そのような視点から昨日(12月28日)の「従軍慰安婦」問題に関する日韓外相合意を眺めて、あれが被害者・被害国民への真の謝罪となりうるとは思えない。到底これで問題解決ともならない。その理由をいくつか挙げてみよう。
まずなによりも、韓国政府がこの問題での被害当事者を代理する権限を持っているのか甚だ疑わしい。元「慰安婦」とされた当事者の意向を確認せずに、「最終的かつ不可逆的に解決する」ことなどできようはずはない。これまでも、国家間の戦争責任に関する解決合意が個人を拘束する効力を持つか否かが激しく争われてきた。今回のようなどさくさ紛れの国家間の政治決着で、被害者個人の精神的損害が慰謝されるはずもなく、人間の尊厳が修復されたとして納得できるはずもない。
謝罪には、対象の特定が必要である。
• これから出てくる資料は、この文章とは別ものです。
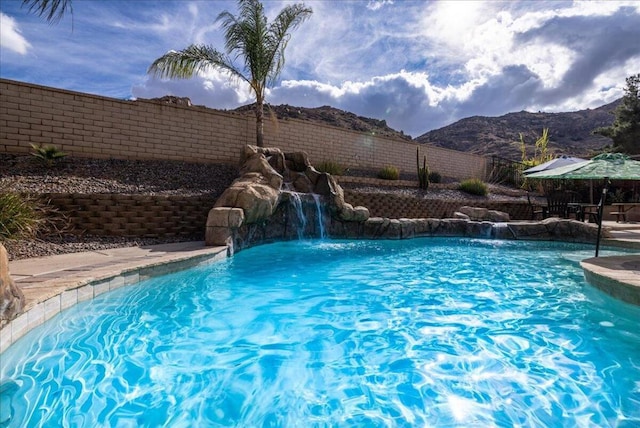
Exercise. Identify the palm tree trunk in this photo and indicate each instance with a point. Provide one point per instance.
(259, 123)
何をどのように悔いて謝罪しているのか、その表明における明確さが道徳的悔悟の誠実さのバロメータとなる。今回の合意における謝罪は、そのような誠実さを表明するものにはなっていない。
「最終的かつ不可逆的に解決する」との合意内容は、日韓両国の信じがたい不誠実さの象徴というほかはない。
「これから私はあなたに謝ることにしよう。但し、これ一回限りと心得てもらいたい。二度と謝罪を要求しないという条件がついているから謝罪するんだ。私はこれ以上二度とは謝らないし、あなたの方も蒸し返すなどしてくれるな。」
そう言っているのだ。いったい、こんな謝罪のしかたがあるだろうか。こんな上から目線の謝罪を受け入れる被害者がいるだろうか。国家間の政治決着だからこそ、こんな不条理がまかりとおるのだ。
試されているのは、加害者側の誠実さである。真の宥恕を得るためには、ひたすらに被害者の心に響く誠実さを示し続け、その誠意を受容してもらうよう努力を重ねるしか方法はない。
これまで村山談話や河野談話を否定しようと画策してきた前歴を持つ安倍晋三が、「責任を痛感」「心からのおわびと反省」と口にしても、謝罪の誠意は伝わらないだろう。日本国民が、安倍のような歴史修正主義者を首相としている限りは、真の宥恕を得ることは無理ともいうべきだろう。
戦争と植民地支配とのさなかで生じた、加害・被害の歴史的事件。これは、拭っても拭っても消しようがない事実なのだ。われわれは、その事実を偽ることなく認識し、記憶し、忘却することのないよう語り継がねばならない。それこそが、不誠実な政府しか持ち得ない日本の国民として、われわれが歴史と向き合う誠実な態度だと思う。